Until now, oxides have been the leading candidate as the optimum material for memristors. Different material systems have been proposed but none have been successful so far.

“Over the last 20 years, there have been several attempts to come up with organic memristors, but none of those have shown any promise,” said Sreetosh Goswami, lead author on the paper. “The primary reason behind this failure is their lack of stability, reproducibility and ambiguity in mechanistic understanding. At a device level, we are now able to solve most of these problems,”

This new generation of organic memristors is developed based on metal azo complex devices, which are the brainchild of Sreebata Goswami, a professor at the Indian Association for the Cultivation of Science in Kolkata and another author on the paper.

“In thin films, the molecules are so robust and stable that these devices can eventually be the right choice for many wearable and implantable technologies or a body net, because these could be bendable and stretchable,” said Sreebata Goswami. A body net is a series of wireless sensors that stick to the skin and track health.

The next challenge will be to produce these organic memristors at scale, said Venkatesan.

“Now we are making individual devices in the laboratory. We need to make circuits for large-scale functional implementation of these devices.”

Caption: The device structure at a molecular level. The gold nanoparticles on the bottom electrode enhance the field enabling an ultra-low energy operation of the molecular device. Credit Sreetosh Goswami, Sreebrata Goswami and Thirumalai Venky Venkatesan

Here’s a link to and a citation for the paper,

An organic approach to low energy memory and brain inspired electronics by Sreetosh Goswami, Sreebrata Goswami, and T. Venkatesan. Applied Physics Reviews 7, 021303 (2020) DOI: https://doi.org/10.1063/1.5124155

This paper is open access.

Basics about memristors and organic memristors

This undated article on Nanowerk provides a relatively complete and technical description of memristors in general (Note: A link has been removed),

A memristor (named as a portmanteau of memory and resistor) is a non-volatile electronic memory device that was first theorized by Leon Ong Chua in 1971 as the fourth fundamental two-terminal circuit element following the resistor, the capacitor, and the inductor (IEEE Transactions on Circuit Theory, “Memristor-The missing circuit element”).

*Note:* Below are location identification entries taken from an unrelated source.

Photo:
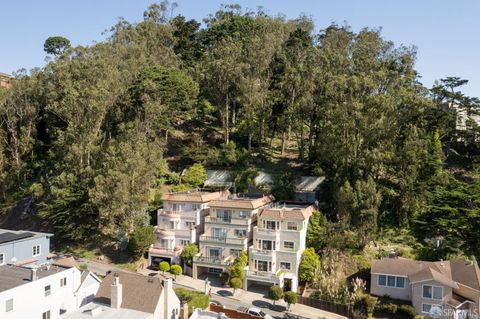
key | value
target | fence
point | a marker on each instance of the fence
(340, 309)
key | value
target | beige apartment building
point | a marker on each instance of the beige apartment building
(279, 240)
(180, 222)
(228, 231)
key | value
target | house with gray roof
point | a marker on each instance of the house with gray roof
(132, 296)
(24, 248)
(435, 289)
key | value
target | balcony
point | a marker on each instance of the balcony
(227, 221)
(223, 240)
(211, 260)
(261, 253)
(261, 275)
(265, 233)
(164, 251)
(165, 233)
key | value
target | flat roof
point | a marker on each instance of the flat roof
(7, 235)
(94, 310)
(14, 276)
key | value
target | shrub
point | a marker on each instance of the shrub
(224, 277)
(290, 298)
(164, 266)
(236, 283)
(188, 252)
(193, 298)
(140, 239)
(407, 310)
(275, 293)
(176, 270)
(367, 305)
(195, 175)
(389, 308)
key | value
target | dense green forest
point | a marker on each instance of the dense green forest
(91, 133)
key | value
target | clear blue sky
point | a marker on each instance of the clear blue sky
(445, 32)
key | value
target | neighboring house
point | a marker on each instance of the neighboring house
(180, 222)
(228, 231)
(279, 240)
(453, 286)
(218, 178)
(308, 189)
(45, 292)
(132, 296)
(24, 248)
(463, 116)
(5, 81)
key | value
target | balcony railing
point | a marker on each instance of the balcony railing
(232, 221)
(224, 240)
(262, 275)
(210, 260)
(262, 252)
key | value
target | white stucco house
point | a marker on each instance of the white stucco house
(279, 240)
(46, 292)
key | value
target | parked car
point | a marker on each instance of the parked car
(255, 312)
(216, 303)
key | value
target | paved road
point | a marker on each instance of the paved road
(224, 295)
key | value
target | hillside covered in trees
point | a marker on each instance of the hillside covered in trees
(90, 134)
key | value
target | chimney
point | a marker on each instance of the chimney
(184, 311)
(33, 274)
(116, 292)
(168, 287)
(392, 253)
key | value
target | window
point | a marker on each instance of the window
(9, 305)
(426, 307)
(400, 282)
(432, 292)
(36, 250)
(285, 265)
(262, 265)
(270, 224)
(292, 226)
(267, 245)
(288, 244)
(235, 252)
(219, 233)
(391, 281)
(48, 290)
(244, 214)
(224, 214)
(242, 233)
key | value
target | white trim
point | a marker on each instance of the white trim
(379, 273)
(386, 281)
(288, 241)
(285, 262)
(433, 294)
(39, 250)
(431, 305)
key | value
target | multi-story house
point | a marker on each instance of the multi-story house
(180, 222)
(442, 289)
(228, 231)
(132, 296)
(24, 248)
(279, 240)
(45, 292)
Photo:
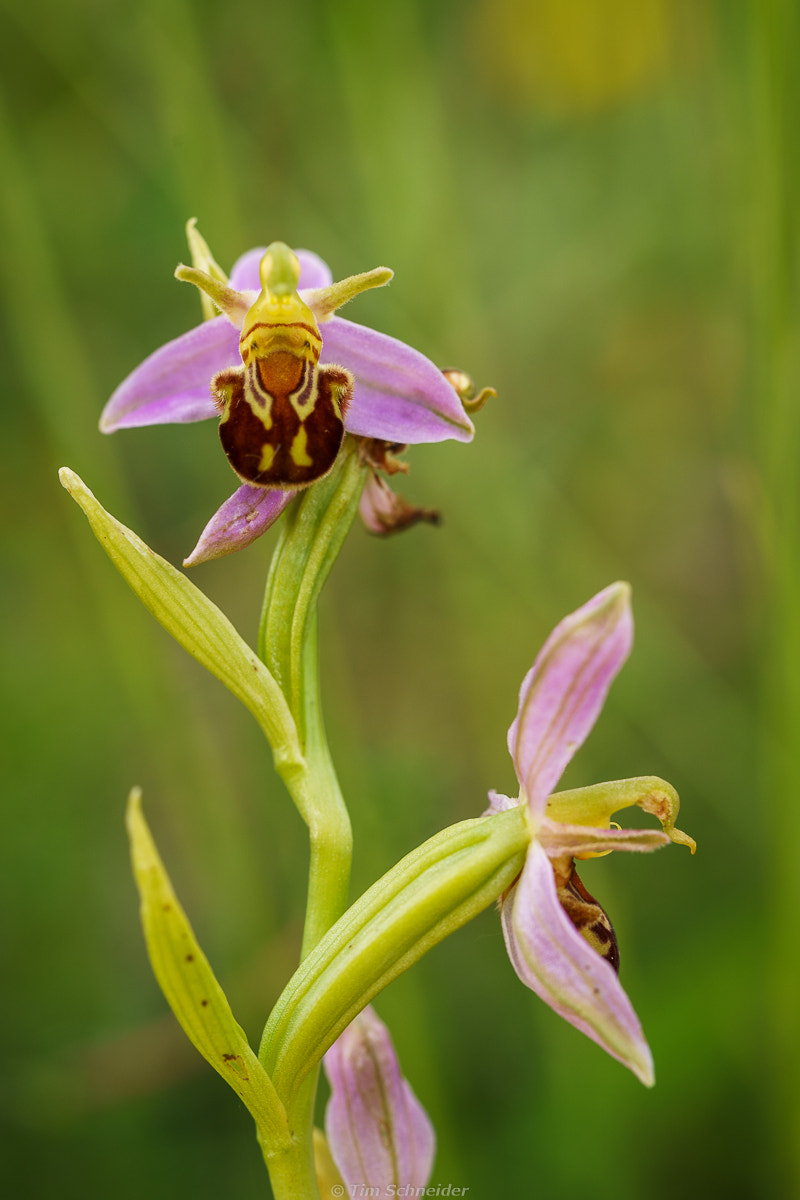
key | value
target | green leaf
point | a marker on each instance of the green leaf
(196, 623)
(191, 988)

Its special property is that its resistance can be programmed (resistor function) and subsequently remains stored (memory function). Unlike other memories that exist today in modern electronics, memristors are stable and remember their state even if the device loses power.

However, it was only almost 40 years later that the first practical device was fabricated. This was in 2008, when a group led by Stanley Williams at HP Research Labs realized that switching of the resistance between a conducting and less conducting state in metal-oxide thin-film devices was showing Leon Chua’s memristor behavior. …

The article on Nanowerk includes an embedded video presentation on memristors given by Stanley Williams (also known as R. Stanley Williams).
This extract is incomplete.